One simple optimization is automatically recreating the table once it accumulates too many tombstones. Erase now occurs in amortized constant time, but we already tolerate that for insertion, so it shouldn’t be a big deal. Let’s implement a table that re-creates itself after erase has been called \(\frac{N}{2}\) times.

Compared to naive linear probing:

Clearing the tombstones dramatically improves missing key queries, but they are still pretty slow. It also makes erase slower at 50% load—there aren’t enough tombstones to make up for having to recreate the table. Rehashing also does nothing to mitigate long probe sequences for existing keys.

Erase: Backward Shift

Actually, who says we need tombstones? There’s a little-taught, but very simple algorithm for erasing keys that doesn’t degrade performance or have to recreate the table.

When we erase a key, we don’t know whether the lookup algorithm is relying on our bucket being filled to find keys later in the table. Tombstones are one way to avoid this problem. Instead, however, we can guarantee that traversal is never disrupted by simply removing and reinserting all following keys, up to the next empty bucket.

Note that despite the name, we are not simply shifting the following keys backward. Any keys that are already at their optimal index will not be moved. For example:

After implementing backward-shift deletion, we can compare it to linear probing with rehashing:

Naturally, erasures become significantly slower, but queries on missing keys now have reasonable behavior, especially at 50% load. In fact, at 50% load, this table already beats the performance of equal-memory separate chaining in all four metrics. But, we can still do better: a 50% load factor is unimpressive, and max probe lengths are still very high compared to separate chaining.

You might have noticed that neither of these upgrades improved average probe length for existing keys. That’s because it’s not possible for linear probing to have any other average! Think about why that is—it’ll be interesting later.

Quadratic Probing

Quadratic probing is a common upgrade to linear probing intended to decrease average and maximum probe lengths.

In the linear case, a probe of length \(n\) simply queries the bucket at index \(h(k) + n\). Quadratic probing instead queries the bucket at index \(h(k) + \frac{n(n+1)}{2}\). Other quadratic sequences are possible, but this one can be efficiently computed by adding \(n\) to the index at each step.

Each operation must be updated to use our new probe sequence, but the logic is otherwise almost identical:

There are a couple subtle caveats to quadratic probing:

• Although this specific sequence will touch every bucket in a power-of-two table, other sequences (e.g. \(n^2\)) may not. If an insertion fails despite there being an empty bucket, the table must grow and the insertion is retried.
• There actually is a true deletion algorithm for quadratic probing, but it’s a bit more involved than the linear case and hence not reproduced here. We will again use tombstones and rehashing.

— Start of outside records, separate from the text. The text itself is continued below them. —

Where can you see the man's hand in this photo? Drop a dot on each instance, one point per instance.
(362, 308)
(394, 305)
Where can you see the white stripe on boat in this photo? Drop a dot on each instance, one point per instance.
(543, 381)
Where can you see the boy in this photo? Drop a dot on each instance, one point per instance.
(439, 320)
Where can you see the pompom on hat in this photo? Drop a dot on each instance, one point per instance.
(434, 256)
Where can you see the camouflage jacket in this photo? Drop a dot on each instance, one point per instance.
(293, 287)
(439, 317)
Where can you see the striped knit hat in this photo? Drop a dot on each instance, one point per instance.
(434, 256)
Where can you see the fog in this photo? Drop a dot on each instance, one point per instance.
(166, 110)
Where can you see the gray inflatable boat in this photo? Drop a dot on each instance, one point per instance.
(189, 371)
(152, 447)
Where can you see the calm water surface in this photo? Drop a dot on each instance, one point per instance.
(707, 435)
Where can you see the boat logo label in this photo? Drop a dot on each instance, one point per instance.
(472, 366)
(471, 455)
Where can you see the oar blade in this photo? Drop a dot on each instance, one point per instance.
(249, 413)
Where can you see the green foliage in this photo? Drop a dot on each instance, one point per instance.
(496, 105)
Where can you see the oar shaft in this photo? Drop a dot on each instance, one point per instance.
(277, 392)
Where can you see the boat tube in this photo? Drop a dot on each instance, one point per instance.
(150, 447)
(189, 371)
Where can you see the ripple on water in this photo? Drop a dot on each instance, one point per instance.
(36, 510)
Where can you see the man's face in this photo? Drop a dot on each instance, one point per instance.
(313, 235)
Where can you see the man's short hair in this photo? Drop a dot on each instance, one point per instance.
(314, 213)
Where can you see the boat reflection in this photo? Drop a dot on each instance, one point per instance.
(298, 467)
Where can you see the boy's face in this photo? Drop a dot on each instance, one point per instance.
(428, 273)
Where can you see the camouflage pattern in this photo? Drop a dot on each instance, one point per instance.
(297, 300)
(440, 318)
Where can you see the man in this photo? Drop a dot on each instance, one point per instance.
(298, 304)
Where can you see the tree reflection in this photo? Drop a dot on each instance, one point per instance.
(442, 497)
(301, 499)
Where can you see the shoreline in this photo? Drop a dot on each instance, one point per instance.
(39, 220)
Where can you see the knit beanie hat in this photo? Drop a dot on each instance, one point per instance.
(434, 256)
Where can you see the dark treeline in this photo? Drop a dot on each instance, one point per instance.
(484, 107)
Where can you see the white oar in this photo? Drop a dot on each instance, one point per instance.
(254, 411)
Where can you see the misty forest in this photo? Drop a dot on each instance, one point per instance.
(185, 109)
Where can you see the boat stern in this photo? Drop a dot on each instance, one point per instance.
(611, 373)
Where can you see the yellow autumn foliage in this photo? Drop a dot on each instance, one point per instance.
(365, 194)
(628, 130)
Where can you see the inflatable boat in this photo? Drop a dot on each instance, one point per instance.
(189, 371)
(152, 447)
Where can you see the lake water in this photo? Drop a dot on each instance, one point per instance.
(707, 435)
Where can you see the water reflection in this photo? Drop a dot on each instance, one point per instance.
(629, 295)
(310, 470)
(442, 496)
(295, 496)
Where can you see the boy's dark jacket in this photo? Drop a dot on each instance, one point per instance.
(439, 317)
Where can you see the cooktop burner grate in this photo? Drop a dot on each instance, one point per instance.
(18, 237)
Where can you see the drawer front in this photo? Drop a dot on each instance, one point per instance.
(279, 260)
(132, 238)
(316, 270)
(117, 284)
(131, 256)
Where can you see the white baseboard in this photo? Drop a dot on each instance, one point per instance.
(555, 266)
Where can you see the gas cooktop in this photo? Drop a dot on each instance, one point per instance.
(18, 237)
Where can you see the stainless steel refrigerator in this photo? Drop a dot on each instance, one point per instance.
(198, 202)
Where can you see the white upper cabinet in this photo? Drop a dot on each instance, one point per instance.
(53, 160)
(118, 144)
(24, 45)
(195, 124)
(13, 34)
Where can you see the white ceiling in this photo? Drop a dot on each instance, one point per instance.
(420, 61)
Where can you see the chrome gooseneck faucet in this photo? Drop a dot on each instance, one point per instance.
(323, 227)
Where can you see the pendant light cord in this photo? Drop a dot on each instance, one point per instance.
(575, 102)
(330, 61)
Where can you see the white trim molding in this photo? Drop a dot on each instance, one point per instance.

After implementing our quadratic table, we can compare it to linear probing with rehashing:

As expected, quadratic probing dramatically reduces both the average and worst case probe lengths, especially at high load factors. These gains are not quite as impressive when compared to the linear table with backshift deletion, but are still very significant.

Reducing the average probe length improves the average performance of all queries. Erasures are the fastest yet, since quadratic probing quickly finds the element and marks it as a tombstone. However, beyond 50% load, maximum probe lengths are still pretty concerning.

Double Hashing

Double hashing purports to provide even better behavior than quadratic probing. Instead of using the same probe sequence for every key, double hashing determines the probe stride by hashing the key a second time. That is, a probe of length \(n\) queries the bucket at index \(h_1(k) + n*h_2(k)\)

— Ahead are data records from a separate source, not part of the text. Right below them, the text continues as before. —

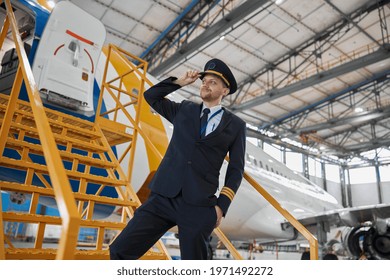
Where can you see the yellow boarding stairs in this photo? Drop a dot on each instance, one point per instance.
(74, 150)
(51, 149)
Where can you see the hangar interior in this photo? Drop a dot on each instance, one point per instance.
(313, 76)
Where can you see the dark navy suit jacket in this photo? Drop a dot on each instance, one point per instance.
(192, 165)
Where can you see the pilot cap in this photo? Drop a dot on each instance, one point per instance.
(219, 68)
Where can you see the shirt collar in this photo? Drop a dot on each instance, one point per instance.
(212, 109)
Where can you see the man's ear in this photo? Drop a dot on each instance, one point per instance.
(226, 92)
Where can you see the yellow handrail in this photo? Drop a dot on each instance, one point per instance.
(62, 189)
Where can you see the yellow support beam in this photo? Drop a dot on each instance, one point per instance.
(2, 247)
(64, 196)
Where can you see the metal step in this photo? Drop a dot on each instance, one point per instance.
(16, 187)
(50, 254)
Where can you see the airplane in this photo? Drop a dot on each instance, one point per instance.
(61, 51)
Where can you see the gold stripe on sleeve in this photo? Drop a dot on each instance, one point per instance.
(228, 192)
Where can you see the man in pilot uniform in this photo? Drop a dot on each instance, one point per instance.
(184, 187)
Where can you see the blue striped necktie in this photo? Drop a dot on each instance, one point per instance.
(203, 122)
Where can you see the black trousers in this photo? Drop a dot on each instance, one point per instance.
(155, 217)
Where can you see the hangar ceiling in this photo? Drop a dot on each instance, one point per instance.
(312, 75)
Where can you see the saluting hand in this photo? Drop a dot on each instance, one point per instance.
(188, 78)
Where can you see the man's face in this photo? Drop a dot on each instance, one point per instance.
(213, 88)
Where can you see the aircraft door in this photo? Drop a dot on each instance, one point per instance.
(65, 62)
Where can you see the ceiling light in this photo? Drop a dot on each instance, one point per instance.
(358, 110)
(51, 4)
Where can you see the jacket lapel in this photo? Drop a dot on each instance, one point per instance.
(226, 119)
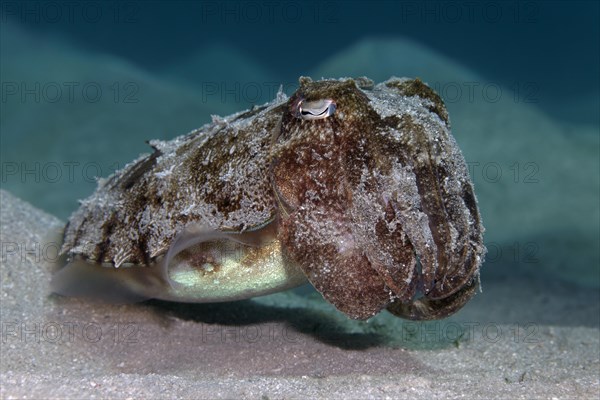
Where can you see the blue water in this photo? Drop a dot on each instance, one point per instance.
(85, 84)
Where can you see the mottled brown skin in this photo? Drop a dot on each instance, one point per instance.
(373, 201)
(315, 170)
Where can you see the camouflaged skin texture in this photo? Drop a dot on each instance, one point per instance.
(373, 202)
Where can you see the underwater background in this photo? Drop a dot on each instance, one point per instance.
(85, 84)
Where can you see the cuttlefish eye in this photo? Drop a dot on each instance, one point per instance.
(311, 110)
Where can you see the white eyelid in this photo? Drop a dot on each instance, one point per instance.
(318, 109)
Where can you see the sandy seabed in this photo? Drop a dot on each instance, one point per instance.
(523, 337)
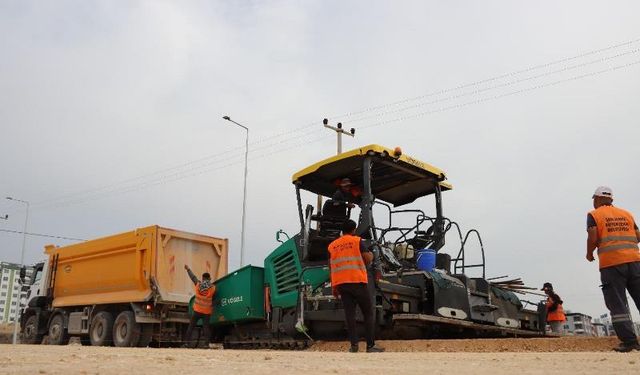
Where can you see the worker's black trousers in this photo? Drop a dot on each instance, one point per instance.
(205, 325)
(352, 295)
(615, 280)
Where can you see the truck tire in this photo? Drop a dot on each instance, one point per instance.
(101, 330)
(58, 335)
(126, 332)
(30, 331)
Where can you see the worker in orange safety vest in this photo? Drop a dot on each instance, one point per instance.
(348, 259)
(555, 312)
(615, 234)
(202, 306)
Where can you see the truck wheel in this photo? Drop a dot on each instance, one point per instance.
(30, 331)
(126, 332)
(101, 329)
(58, 335)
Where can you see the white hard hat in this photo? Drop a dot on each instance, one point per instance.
(603, 191)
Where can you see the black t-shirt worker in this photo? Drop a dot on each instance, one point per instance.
(614, 232)
(348, 257)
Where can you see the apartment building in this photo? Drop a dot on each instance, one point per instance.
(12, 292)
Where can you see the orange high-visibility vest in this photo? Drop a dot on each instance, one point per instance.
(617, 241)
(204, 300)
(555, 316)
(346, 261)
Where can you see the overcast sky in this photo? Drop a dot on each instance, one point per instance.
(110, 117)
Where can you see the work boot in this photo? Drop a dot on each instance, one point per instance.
(375, 349)
(626, 347)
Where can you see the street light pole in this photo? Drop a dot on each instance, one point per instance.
(244, 196)
(24, 241)
(339, 131)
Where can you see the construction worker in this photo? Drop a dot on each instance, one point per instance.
(348, 257)
(202, 306)
(555, 312)
(614, 232)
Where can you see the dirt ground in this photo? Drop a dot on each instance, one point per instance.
(495, 357)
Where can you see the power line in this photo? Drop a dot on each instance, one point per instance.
(198, 171)
(41, 235)
(496, 97)
(178, 172)
(499, 86)
(490, 79)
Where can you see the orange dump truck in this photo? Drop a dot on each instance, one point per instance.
(124, 290)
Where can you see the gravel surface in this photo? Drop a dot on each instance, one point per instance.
(75, 359)
(558, 344)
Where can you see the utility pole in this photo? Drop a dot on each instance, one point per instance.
(339, 131)
(16, 319)
(244, 194)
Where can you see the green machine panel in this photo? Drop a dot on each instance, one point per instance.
(283, 273)
(239, 296)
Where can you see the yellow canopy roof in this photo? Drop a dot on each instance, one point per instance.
(395, 179)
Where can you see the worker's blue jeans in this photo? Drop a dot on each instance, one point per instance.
(352, 295)
(615, 281)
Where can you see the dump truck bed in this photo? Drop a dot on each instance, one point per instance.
(136, 266)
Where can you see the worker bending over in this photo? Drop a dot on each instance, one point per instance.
(202, 306)
(614, 232)
(555, 312)
(348, 257)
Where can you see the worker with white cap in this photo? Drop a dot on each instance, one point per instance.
(615, 234)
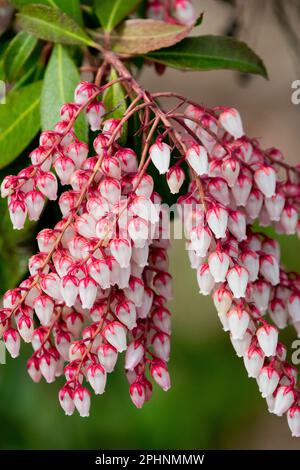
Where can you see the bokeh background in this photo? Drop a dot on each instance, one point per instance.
(212, 404)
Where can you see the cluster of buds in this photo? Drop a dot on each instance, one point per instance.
(235, 184)
(172, 11)
(99, 283)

• If \(h_2\) is always co-prime to the table size, insertions always succeed, since the probe sequence will touch every bucket. That might sound difficult to assure, but since our table sizes are always a power of two, we can simply make \(h_2\) always return an odd number.
• Unfortunately, there is no true deletion algorithm for double hashing. We will again use tombstones and rehashing.

So far, we’ve been throwing away the high bits our of 64-bit hash when computing table indices. Instead of evaluating a second hash function, let’s just re-use the top 32 bits: \(h_2(k) = h_1(k) >> 32\).

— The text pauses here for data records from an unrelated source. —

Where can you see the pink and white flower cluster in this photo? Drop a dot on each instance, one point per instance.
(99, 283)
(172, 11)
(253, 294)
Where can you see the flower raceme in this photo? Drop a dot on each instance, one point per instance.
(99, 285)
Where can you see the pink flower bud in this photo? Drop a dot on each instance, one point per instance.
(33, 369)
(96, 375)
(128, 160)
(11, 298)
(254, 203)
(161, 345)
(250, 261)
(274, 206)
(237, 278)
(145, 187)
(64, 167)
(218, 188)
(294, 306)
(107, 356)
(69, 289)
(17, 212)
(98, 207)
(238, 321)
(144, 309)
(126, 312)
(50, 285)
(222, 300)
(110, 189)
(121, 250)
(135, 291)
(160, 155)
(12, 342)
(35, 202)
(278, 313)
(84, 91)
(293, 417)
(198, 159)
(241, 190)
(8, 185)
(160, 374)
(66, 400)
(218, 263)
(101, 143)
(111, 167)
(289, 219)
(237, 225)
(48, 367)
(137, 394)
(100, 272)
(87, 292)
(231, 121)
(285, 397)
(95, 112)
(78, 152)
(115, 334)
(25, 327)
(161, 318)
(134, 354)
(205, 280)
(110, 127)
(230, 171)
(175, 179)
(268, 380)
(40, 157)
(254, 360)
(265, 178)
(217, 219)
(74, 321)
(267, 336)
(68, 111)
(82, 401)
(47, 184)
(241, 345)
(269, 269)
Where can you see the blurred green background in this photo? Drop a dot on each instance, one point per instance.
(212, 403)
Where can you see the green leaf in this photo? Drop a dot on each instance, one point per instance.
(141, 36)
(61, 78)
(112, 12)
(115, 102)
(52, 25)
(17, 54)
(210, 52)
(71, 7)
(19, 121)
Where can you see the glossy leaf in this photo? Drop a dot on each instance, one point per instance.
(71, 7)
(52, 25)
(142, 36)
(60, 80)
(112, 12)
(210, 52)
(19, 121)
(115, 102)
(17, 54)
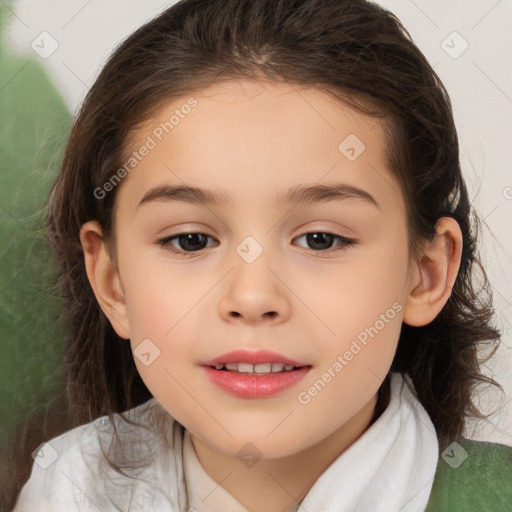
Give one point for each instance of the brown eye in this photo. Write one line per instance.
(322, 240)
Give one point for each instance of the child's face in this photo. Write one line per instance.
(258, 282)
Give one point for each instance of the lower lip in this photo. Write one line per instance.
(247, 385)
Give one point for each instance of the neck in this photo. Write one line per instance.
(276, 485)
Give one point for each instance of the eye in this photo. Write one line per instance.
(320, 241)
(188, 243)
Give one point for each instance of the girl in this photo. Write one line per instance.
(266, 247)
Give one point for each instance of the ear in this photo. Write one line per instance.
(104, 278)
(431, 280)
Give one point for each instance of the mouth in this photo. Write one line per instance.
(248, 374)
(256, 369)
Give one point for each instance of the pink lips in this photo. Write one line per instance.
(246, 356)
(247, 385)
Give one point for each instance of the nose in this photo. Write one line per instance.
(255, 293)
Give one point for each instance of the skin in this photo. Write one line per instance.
(252, 140)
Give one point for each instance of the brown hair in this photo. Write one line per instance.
(352, 49)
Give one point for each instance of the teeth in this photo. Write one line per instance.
(263, 368)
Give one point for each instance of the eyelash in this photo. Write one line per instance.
(165, 243)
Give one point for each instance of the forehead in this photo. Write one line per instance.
(253, 138)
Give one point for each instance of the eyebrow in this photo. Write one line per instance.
(317, 193)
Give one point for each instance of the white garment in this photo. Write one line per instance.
(390, 468)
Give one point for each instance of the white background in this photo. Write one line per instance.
(479, 82)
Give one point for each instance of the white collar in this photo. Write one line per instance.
(390, 467)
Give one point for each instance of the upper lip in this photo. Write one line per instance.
(252, 357)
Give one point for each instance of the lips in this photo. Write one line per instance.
(260, 374)
(253, 358)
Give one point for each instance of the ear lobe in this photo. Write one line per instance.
(431, 280)
(104, 278)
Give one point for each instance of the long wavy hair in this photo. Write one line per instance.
(354, 50)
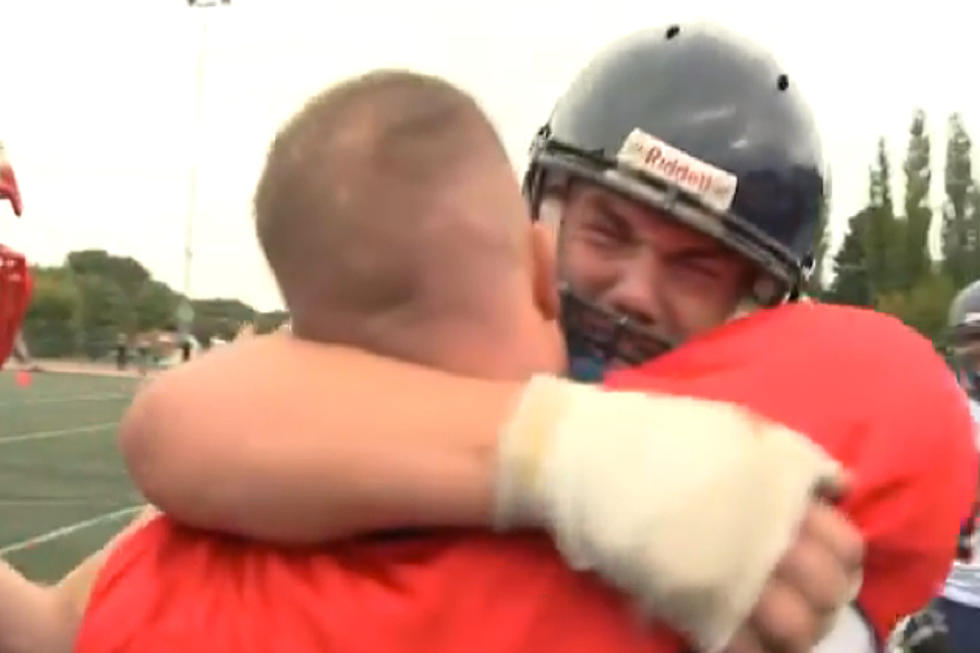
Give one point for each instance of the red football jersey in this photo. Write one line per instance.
(876, 397)
(862, 385)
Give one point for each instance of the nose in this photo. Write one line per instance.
(634, 292)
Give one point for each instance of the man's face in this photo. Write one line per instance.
(629, 258)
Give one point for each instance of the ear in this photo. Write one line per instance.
(545, 286)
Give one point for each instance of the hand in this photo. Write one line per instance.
(818, 575)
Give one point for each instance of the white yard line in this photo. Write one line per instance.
(44, 435)
(58, 400)
(68, 530)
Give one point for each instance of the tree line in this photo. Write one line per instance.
(885, 261)
(85, 305)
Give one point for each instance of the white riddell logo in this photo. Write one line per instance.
(653, 157)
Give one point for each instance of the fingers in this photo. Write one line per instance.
(784, 621)
(828, 526)
(817, 575)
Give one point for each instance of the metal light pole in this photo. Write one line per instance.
(185, 313)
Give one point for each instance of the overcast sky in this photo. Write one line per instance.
(97, 99)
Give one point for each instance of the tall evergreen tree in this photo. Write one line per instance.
(918, 214)
(850, 284)
(882, 239)
(957, 209)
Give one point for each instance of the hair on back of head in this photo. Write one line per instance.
(353, 208)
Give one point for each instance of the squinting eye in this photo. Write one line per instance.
(695, 270)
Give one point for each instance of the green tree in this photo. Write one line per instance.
(918, 214)
(924, 306)
(105, 314)
(51, 326)
(155, 306)
(127, 272)
(882, 232)
(851, 282)
(956, 209)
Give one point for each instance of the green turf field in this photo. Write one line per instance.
(63, 489)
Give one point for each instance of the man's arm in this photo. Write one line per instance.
(296, 442)
(345, 442)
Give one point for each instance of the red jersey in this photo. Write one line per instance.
(860, 384)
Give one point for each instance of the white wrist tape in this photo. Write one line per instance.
(685, 504)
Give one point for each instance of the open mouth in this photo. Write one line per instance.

After implementing double hashing, we may compare the results to quadratic probing with rehashing:

Double hashing succeeds in further reducing average probe lengths, but max lengths are more of a mixed bag. Unfortunately, most queries now traverse larger spans of memory, causing performance to lag quadratic hashing.

Robin Hood Linear Probing

So far, quadratic probing and double hashing have provided lower probe lengths, but their raw performance isn’t much better than linear probing—especially on missing keys. Enter Robin Hood linear probing. This strategy drastically reins in maximum probe lengths while maintaining high query performance.

The key difference is that when inserting a key, we are allowed to steal the position of an existing key if it is closer to its ideal index (“richer”) than the new key is. When this occurs, we simply swap the old and new keys and carry on inserting the old key in the same manner. This results in a more equitable distribution of probe lengths.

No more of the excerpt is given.